BONDO, DUCT TAPE, CHEWING GUM AND STRING

Potty humor is a comedic niche of its own. Often viewed as the unsophisticated cousin in the family of jokes, gas, when used sparingly, can lend a funny note. That said, many of us carry one especially amusing story. Here is mine.

In my bumbling adolescence, I often felt like I was barely holding things together, my sense of self pieced together with Bondo, duct tape, chewing gum, and string - all metaphorical references to the makeshift coping fixes I used just to get through each day. Adolescence, akin to a purgatory phase in life, is filled with vulnerability and hardship and seems to mirror the principles of my Catholic upbringing.

Every day was an act of balancing these makeshift means; it was as though my inner struggles materialized into stark, life-or-death moments. A classic cliché replayed in my head: a perilous situation where I found myself hanging precariously from the edge of a skyscraper.
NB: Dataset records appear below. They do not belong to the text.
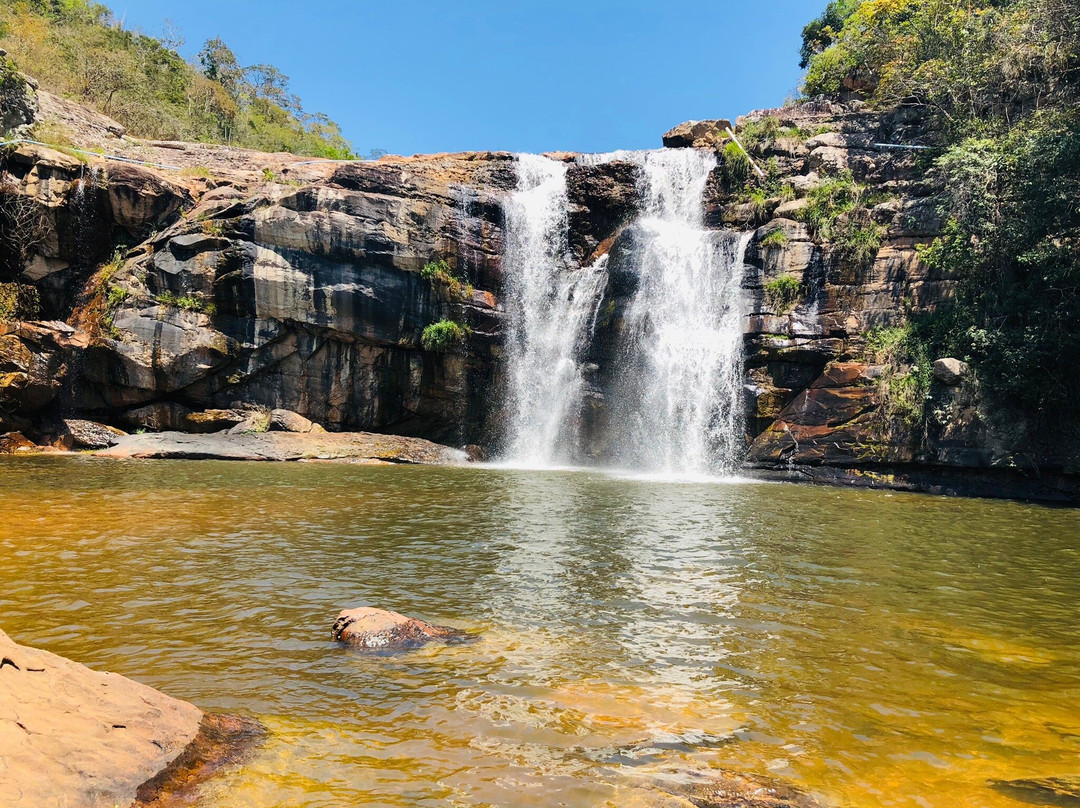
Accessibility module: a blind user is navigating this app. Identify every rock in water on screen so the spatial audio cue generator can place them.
[990,777,1080,808]
[64,418,127,449]
[659,770,821,808]
[332,606,474,651]
[0,631,203,808]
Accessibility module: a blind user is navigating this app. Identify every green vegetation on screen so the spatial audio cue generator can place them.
[720,142,753,188]
[420,258,474,299]
[797,172,885,268]
[0,283,41,322]
[866,325,933,430]
[156,292,215,314]
[802,0,1080,429]
[801,0,1080,137]
[765,274,799,314]
[761,227,787,250]
[420,320,469,353]
[0,0,353,159]
[921,108,1080,419]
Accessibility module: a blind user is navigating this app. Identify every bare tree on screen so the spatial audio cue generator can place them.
[0,174,49,281]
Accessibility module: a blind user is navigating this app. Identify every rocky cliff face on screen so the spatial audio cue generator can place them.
[0,78,1077,498]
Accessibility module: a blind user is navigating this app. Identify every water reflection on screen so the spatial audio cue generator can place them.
[0,458,1080,808]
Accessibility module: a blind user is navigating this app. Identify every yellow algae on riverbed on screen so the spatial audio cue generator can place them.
[0,458,1080,808]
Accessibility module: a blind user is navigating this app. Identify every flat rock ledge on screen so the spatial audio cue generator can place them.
[94,431,469,464]
[332,606,476,654]
[0,631,260,808]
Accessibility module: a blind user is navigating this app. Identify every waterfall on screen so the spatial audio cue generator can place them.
[504,149,750,474]
[504,154,605,466]
[611,149,750,474]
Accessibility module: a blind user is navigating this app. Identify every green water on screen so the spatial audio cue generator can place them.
[0,458,1080,808]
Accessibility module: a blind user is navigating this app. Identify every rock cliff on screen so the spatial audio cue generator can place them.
[0,75,1078,499]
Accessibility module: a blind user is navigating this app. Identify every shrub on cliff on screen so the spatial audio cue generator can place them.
[921,108,1080,426]
[0,0,352,158]
[420,320,469,353]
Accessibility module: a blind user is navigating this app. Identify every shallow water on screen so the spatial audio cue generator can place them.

My world literally became black and white. My fingers gripped the cold, slick edge, and with each passing second, my strength waned, and my grip loosened. The camera zoomed in on my desperate eyes, chockful of fear and determination, and then panned down to the dizzying drop below - a jammed highway with buses and vintage cars, headlights ablaze, blowing their horns for no apparent reason.

Suddenly, the wind howled - my hand slipped, and I started to fall, in slow motion of course, reaching out for anything to hold onto. Instantly, from above, another hand shot down, grabbing my wrist just in the nick of time. The camera focused on the two hands locked together, the savior's grip firm and secure. From the sky, a swelling score signified the emotional climax of the rescue.

And then, as the world seemed to slip away beneath me, a familiar, distant sound tugged at the edge of my consciousness.

"Carl, wake up, you'll be late for school," Mom announced while knocking on my bedroom door.

"Ok. Be ready in a few," I whispered, still half of me hanging for dear life and the other half with pillow head. Even as the dream's grip loosened, a residue of fear clung to me, the coldness of the skyscraper's edge still lingering on my fingertips. I lay there a moment longer, heart pounding, as the echoes of the dream blended with the dull, familiar sounds of the waking world.

"Ugh," I thought to myself, "I hate my life." It had been two months since we moved from the Midwest to Southern Florida. Starting 10th grade at a new school was bad enough, but did we have to move into a retirement condo, a geriatric prison for anyone over the age of 200? It didn't help that Jaws hit the theaters just as we plunged into town - because being the new kid wasn't scary enough, now I had man-eating sharks swimming through my head. "Somebody just shoot me," the spontaneous yet familiar catchphrase from my inner voice, the vocal machine with no filter, which somehow I command.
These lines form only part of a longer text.